The Dread Pro-Se Kimberlin has filed a motion seeking a postponement of the motions hearing scheduled for 15 November in the Kimberlin v. Hunton & Williams LLP, et al. (II) RICO 2 Retread LOLsuit. That’s the state version of the Team Themis LOLsuit filed in the Circuit Court for Montgomery County. The only remaining defendants are Bill Nickless, Battelle (the not-for-profit that runs Pacific Northwest National Labs for the Department of Energy), and some John Does. Judge Mason hasn’t granted his motion yet, so it looks as if the remaining motions to dismiss will be heard next week, and another of TDPK’s LOLsuits should bite the dust.

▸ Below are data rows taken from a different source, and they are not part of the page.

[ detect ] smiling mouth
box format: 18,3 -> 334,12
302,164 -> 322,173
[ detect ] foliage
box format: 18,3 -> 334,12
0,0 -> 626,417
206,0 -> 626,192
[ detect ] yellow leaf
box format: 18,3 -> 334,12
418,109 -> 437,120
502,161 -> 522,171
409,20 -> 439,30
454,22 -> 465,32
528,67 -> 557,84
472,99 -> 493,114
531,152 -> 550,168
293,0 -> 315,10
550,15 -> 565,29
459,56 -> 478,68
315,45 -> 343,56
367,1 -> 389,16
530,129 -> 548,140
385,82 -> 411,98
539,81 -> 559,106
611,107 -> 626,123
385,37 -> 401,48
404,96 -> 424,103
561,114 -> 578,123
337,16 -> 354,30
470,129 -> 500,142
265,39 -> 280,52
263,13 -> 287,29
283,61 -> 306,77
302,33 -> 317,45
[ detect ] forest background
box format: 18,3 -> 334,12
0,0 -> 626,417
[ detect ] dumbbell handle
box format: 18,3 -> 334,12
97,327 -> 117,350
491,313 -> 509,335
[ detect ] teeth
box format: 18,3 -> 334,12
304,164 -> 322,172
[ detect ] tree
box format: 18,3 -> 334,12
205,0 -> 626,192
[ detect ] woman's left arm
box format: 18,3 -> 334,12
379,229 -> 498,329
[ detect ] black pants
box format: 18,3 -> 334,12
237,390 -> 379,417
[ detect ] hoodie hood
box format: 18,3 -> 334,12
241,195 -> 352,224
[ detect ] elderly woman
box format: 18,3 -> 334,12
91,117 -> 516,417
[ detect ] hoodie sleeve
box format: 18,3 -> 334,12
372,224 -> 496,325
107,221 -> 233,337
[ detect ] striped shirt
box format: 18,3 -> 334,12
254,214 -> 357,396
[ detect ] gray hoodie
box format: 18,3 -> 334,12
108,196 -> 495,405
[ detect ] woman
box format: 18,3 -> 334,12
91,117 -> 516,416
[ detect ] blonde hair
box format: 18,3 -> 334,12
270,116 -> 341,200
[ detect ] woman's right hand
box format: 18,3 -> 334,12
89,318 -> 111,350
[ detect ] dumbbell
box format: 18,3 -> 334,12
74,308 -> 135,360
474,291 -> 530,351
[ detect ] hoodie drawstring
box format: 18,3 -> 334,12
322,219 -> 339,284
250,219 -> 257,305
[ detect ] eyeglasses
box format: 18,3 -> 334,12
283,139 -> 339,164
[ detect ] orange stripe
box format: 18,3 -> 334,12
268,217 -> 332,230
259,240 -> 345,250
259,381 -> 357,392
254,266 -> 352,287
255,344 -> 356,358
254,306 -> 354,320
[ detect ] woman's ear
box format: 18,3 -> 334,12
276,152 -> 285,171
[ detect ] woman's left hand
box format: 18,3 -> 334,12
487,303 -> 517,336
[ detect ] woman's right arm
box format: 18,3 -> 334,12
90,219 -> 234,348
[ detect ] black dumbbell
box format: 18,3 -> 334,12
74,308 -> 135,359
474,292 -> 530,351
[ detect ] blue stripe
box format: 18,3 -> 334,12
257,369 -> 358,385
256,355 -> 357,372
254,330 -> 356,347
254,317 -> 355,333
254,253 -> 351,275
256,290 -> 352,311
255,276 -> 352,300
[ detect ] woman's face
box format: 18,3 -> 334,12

We didn’t have to wait long. Not long thereafter, the case docket showed that Kimberlin had voluntarily dismissed the LOLsuit against those defendants. And then he failed to follow through with an appeal.
Maybe he was lying when he promised lawsuits “for the rest of their lives.” He is a convicted perjurer, you know.
The Dread Deadbeat Pro-Se Kimberlin’s campaign of lawfare as a form of brass knuckles reputation management has failed miserably. The TKPOTD from four years ago today shows how his LOLsuits claim that he had been defamed wound up getting a court to find that his reputation was so bad that there was no way to lower it.
Judge Mason agreed with Michelle Malkin and Twitchy. He adopted their argument in dismissing them from the case. Thus, we now have a ruling finding that Brett Kimberlin is defamation proof.
It would be interesting to know how TDPK evaluates the success and cost/benefit ratio of his brass knuckles reputation management now.
Come to think of it, is there any member of Team Kimberlin who isn’t defamation proof?